This weekend, we're cutting a rug on All Ears with music that makes you want to bust a move. Terrance McKnight explores the art of boogie-ing in various musical forms; ones which you may not be as familiar with.
Karol Szymanowski's swinging Mazurka performed by Artur Rubenstein sounds very much like a bastardized version Gymnopedie by Satie. Mazurkas are polish folk dances, which a lot of people typically associate with Chopin. He did so much to keep that dance alive in music, perhaps more than any other composer. But Symanowski proved to continue the mazurka tradition into the early 20th century with more than 20 pieces with the title.
Andrew York's Evening Dance played by Christopher Parkening is a little waltz for the classical guitar. And Lukas Foss's Central Park Reels features a hint and a certain twang of square dancing.
We also looked for other American dances that made their mark in music, like the Cakewalk, an American dance that originated as a slave-dancing contest.

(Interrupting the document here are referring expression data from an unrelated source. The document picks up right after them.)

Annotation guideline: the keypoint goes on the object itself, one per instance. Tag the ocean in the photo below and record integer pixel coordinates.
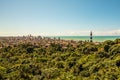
(83, 38)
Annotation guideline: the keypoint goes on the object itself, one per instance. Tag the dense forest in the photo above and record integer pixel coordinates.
(88, 61)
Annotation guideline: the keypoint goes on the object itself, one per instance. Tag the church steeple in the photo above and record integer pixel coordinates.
(91, 36)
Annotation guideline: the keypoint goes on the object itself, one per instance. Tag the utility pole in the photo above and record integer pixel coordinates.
(91, 37)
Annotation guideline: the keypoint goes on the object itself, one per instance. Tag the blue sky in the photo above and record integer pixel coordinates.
(59, 17)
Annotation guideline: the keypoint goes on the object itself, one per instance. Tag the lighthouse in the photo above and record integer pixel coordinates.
(91, 36)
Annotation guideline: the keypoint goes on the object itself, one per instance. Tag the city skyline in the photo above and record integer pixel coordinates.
(59, 17)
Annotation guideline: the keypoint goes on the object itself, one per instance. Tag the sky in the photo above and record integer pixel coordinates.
(59, 17)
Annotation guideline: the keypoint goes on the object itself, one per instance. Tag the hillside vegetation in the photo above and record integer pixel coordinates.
(88, 61)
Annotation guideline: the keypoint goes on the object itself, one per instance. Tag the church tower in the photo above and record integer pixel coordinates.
(91, 37)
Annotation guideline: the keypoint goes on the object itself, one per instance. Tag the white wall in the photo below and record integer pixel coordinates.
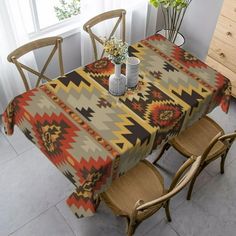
(198, 27)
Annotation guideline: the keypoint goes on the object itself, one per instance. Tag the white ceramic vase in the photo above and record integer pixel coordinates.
(117, 82)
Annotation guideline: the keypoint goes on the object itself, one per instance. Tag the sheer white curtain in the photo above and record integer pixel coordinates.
(136, 21)
(12, 35)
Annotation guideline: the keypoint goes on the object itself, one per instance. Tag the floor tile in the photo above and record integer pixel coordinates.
(162, 229)
(19, 142)
(6, 150)
(29, 185)
(218, 197)
(103, 223)
(50, 223)
(191, 220)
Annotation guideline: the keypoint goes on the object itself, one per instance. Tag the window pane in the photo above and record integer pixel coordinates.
(27, 16)
(53, 11)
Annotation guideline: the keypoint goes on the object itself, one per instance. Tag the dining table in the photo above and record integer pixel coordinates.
(93, 137)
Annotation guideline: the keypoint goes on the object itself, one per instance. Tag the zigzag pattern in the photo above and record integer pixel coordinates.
(93, 137)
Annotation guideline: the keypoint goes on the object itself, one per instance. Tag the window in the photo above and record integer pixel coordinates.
(44, 15)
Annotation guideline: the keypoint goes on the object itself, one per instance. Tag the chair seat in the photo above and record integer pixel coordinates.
(143, 182)
(195, 139)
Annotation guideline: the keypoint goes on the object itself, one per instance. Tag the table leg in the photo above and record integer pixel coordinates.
(83, 203)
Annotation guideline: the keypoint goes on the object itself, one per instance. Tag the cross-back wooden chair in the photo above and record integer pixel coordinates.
(21, 51)
(140, 192)
(120, 13)
(205, 137)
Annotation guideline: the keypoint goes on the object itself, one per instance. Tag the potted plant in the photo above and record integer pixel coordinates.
(173, 13)
(117, 51)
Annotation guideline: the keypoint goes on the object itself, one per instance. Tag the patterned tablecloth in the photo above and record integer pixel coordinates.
(93, 137)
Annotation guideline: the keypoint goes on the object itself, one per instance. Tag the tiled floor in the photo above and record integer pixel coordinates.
(33, 193)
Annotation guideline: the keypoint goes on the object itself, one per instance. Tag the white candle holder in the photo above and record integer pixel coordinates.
(132, 71)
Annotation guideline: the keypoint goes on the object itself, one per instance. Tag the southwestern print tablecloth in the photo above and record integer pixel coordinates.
(93, 137)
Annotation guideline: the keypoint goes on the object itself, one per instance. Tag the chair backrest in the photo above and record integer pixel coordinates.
(21, 51)
(120, 13)
(182, 177)
(227, 139)
(187, 171)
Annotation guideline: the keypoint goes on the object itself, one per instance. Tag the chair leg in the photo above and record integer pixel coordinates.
(130, 228)
(190, 190)
(167, 210)
(222, 163)
(164, 148)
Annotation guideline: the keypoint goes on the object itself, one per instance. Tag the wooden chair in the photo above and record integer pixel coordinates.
(204, 137)
(140, 192)
(120, 13)
(21, 51)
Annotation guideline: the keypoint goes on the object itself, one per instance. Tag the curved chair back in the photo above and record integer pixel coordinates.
(180, 180)
(120, 13)
(21, 51)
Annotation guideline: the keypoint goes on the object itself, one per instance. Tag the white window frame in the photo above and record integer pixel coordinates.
(62, 26)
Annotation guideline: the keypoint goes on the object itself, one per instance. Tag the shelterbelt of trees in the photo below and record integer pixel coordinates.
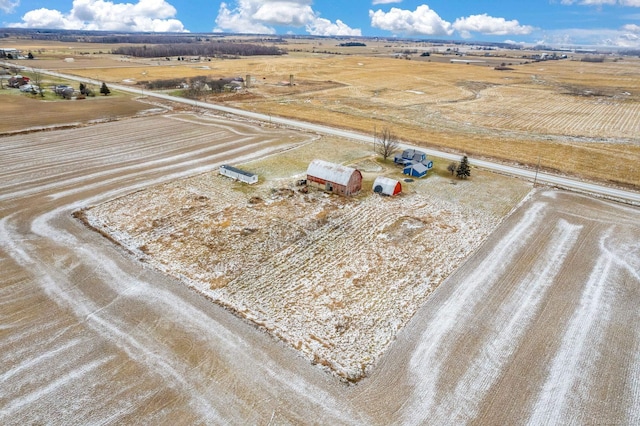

The slave owners would choose a winner of a couples dance, and award them with a cake. New York native Coleridge Taylor Perkinson's Louisiana Blues Strut (A Cakewalk) is performed by violinist Ashley Horne.
Also on the program is Maurice Ravel's Piano Trio in A minor. It's heavily influenced by his fascination with American culture. Listen for the strings and piano almost slow-dancing and swaying with each other.
Rounding out the program are Luigi Boccherini's Minuet in E from String Quintet in E, Duke Ellington's It Don’t Mean a Thing, and Kurt Weill's Foxtrot Potpourri from his Threepenny Opera.
Playlist:
Karol Szymanowski: Mazurkas, op. 50
Artur Rubenstein, piano
RCA
Andrew York: Evening Dance
Christopher Parkening, guitar
Angel/EMI
Edgar Meyer: Old Tyme
Edgar Meyer, double bass
Mike Marshall, mandolin
Bela Fleck, banjo
CBS/Sony
Lukas Foss: Central Park Reels
Lukas Foss, piano
Philippe Quint, violin
Elysium
Mark O’Connor: Johnny Appleseed Suite
Colorado Symphony Orchestra
Marin Alsop, conductor
Mark O’Connor, violin
John Jarvis, piano
Bryan Sutton, mandolin
Omac Records
Luigi Boccherini: Minuet in E from String Quintet in E
Academy of St. Martin in the Fields
Sir Neville Marriner, conductor
Angel/EMI
Coleridge Taylor Perkinson: Louisiana Blues Strut (A Cakewalk)
Ashley Horne, violin
Cedille
John Adams: The Chairman Dances – foxtrot for orchestra
Angel/EMI
Kurt Weill: The Threepenny Opera: Foxtrot Potpourri
Das Palast Orchester
H.K. Gruber, conductor
RCA
Roy Alfred, Andy Gibson: The Hucklebuck
Louis Armstrong, trumpet
At the Pasadena Civic Auditorium, January 30, 1951
Decca Jazz
Maurice Ravel: Piano Trio in A minor
Artur Rubenstein, piano
Jascha Heifetz, violin
Gregor Piatigorsky, cello
RCA
Alone Now: Live Maria Roggen & T. Dahl
Live Maria Roggen, voice
Lars Andreas Haug, tuba
Curling Legs
Edward K. (Duke) Ellington: It Don’t Mean a Thing
Canadian Brass
RCA
George Gershwin: Rhapsody in Blue


Comments [2]
Great show. But who was playing the two piano arrangement of Rhapsody in Blue that closed the segment?
Super program tonight. One otherewise irrelevant comment, "The Chairman Dances" is too fast for a foxtrot, it's really a Peabody.